The obvious question then is in what way am I different. I
haven't really given it that much thought. Usually, I am much
too busy reading or preparing for class, or spending time with my
friends. Sometimes it is hard for me to remember that spending
time with my friends is just as important as studying, but I
think that is just because studying has become a habit over the
years. It is much easier for Usagi to distract me now than it
was right after we met. I am really very grateful to her for
taking the time and effort to become my friend. She is so very
important to me now, and not simply because she is my princess.
In her own way, Usagi is much smarter than I am and has a lot to
teach me about people.
I can't imagine why I keep digressing like this. It's not like
me at all. I think that I'm different from my friends because
they are much more willing to throw themselves into whatever they
are doing. No matter how immediate the situation, there is a
part of me that must remain back to observe what is going on, so
that I can learn from it. Minako or Usagi would surely chide me
for this and tell me to 'just lighten up and enjoy the moment'
but that is not something that's easy for me to do. One must
always keep one's distance from the object being observed, after
all. I think Rei or Makoto might understand better. Rei is also
out of step with the world to some degree. I think she lives far
more of her life in the spirit world than most of us realize. Of
course, some years ago I would not even have believed in such a
thing, but enough has happened to broaden my mind on such matters
since.
Makoto, I think she would understand, too. I have done some
research on something odd that she said to me some time ago and
discovered that there are a number of connections between Jupiter
and Mercury. I have yet to ask Luna about these things, though.

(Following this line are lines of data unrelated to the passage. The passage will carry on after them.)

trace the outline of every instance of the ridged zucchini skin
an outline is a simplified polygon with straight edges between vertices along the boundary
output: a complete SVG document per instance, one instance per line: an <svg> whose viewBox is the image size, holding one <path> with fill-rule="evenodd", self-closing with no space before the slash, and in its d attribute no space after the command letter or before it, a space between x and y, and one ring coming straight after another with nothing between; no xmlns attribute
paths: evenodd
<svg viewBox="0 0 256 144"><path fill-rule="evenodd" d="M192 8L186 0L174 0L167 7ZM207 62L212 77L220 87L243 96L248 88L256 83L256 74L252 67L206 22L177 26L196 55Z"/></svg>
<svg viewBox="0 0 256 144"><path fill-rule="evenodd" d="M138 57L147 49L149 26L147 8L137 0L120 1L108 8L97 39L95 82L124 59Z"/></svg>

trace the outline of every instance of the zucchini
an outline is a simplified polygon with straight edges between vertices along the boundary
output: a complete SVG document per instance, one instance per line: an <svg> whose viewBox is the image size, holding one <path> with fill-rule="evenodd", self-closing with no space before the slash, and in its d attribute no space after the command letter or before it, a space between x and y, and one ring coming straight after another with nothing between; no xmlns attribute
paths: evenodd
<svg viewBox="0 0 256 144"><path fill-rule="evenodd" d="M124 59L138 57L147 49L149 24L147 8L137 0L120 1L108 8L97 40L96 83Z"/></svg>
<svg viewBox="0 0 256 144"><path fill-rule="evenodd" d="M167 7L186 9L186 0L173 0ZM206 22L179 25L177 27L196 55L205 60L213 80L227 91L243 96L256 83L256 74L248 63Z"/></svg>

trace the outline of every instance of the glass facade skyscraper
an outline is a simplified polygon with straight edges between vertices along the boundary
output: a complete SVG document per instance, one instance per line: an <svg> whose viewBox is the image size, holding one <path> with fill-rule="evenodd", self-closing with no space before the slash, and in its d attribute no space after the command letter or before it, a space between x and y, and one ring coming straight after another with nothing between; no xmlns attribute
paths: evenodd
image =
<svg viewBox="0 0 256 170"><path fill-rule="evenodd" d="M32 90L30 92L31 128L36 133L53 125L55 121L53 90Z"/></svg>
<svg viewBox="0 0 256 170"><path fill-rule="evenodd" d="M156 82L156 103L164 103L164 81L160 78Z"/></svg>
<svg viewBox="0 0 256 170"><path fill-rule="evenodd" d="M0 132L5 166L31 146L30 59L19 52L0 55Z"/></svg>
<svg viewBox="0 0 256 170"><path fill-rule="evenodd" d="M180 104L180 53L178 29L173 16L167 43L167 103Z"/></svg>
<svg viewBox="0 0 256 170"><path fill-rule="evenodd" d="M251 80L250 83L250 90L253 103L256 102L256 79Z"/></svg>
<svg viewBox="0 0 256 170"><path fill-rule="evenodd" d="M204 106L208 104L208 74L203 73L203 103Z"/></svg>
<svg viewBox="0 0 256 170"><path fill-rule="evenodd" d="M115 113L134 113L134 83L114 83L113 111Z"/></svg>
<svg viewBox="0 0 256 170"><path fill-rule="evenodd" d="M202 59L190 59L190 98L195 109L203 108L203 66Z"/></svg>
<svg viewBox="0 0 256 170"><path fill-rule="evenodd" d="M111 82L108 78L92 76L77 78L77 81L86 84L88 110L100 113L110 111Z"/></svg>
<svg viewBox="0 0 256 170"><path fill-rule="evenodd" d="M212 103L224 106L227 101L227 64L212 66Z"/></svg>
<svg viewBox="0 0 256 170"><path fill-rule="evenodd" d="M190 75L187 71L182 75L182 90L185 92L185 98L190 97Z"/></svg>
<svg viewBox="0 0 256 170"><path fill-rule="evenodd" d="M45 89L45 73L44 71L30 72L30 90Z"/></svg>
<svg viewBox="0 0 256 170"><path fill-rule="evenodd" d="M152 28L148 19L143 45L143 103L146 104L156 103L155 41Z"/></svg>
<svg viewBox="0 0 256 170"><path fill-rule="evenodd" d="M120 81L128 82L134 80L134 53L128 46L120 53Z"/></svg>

I never seem to remember to do so when I have the chance. Mako
knows what it is like to be on the outside looking in. Mako
knows what it is to be all alone in a crowded room.
You understand, of course, that loneliness is not a problem for
me. I respect my mother very much for the sacrifices she has
made. She helps sick children, as I want to do someday. As long
as I have a good book to read, I am never truly alone. I wish
that Mako would read more, so that she wouldn't be lonely. She
doesn't think we notice, and maybe the others do not, but I am
very observant. I can see the pain in her eyes when we leave
her. Maybe it would help for me to spend more time there,
especially when mother has to work late. She is such a good
friend, I think my very best friend. I don't want to see her
hurting and company is always good. One should not try to
distract oneself with things like cooking or martial arts to
obscure deeper feelings of loneliness.
Mako is really a very admirable person. I have so much respect
for her. She is so strong and kind. Her cooking is simply
divine. And she is so very beautiful. I am not unhappy with my
own appearance, though truly I rarely think too much about it.
Such things are only skin deep, as they say. But, how can anyone
fail to notice the way her hair reflects the sunlight, or how the
pink bow she wears sets off her emerald eyes and adds just the
lightest sparkle to them. Her arms are so lean and strong, just
made to wrap themselves around someone and hold me tight. I am
really lucky to have her as a friend. Perhaps I can do something
nice for her to show her how I feel about her.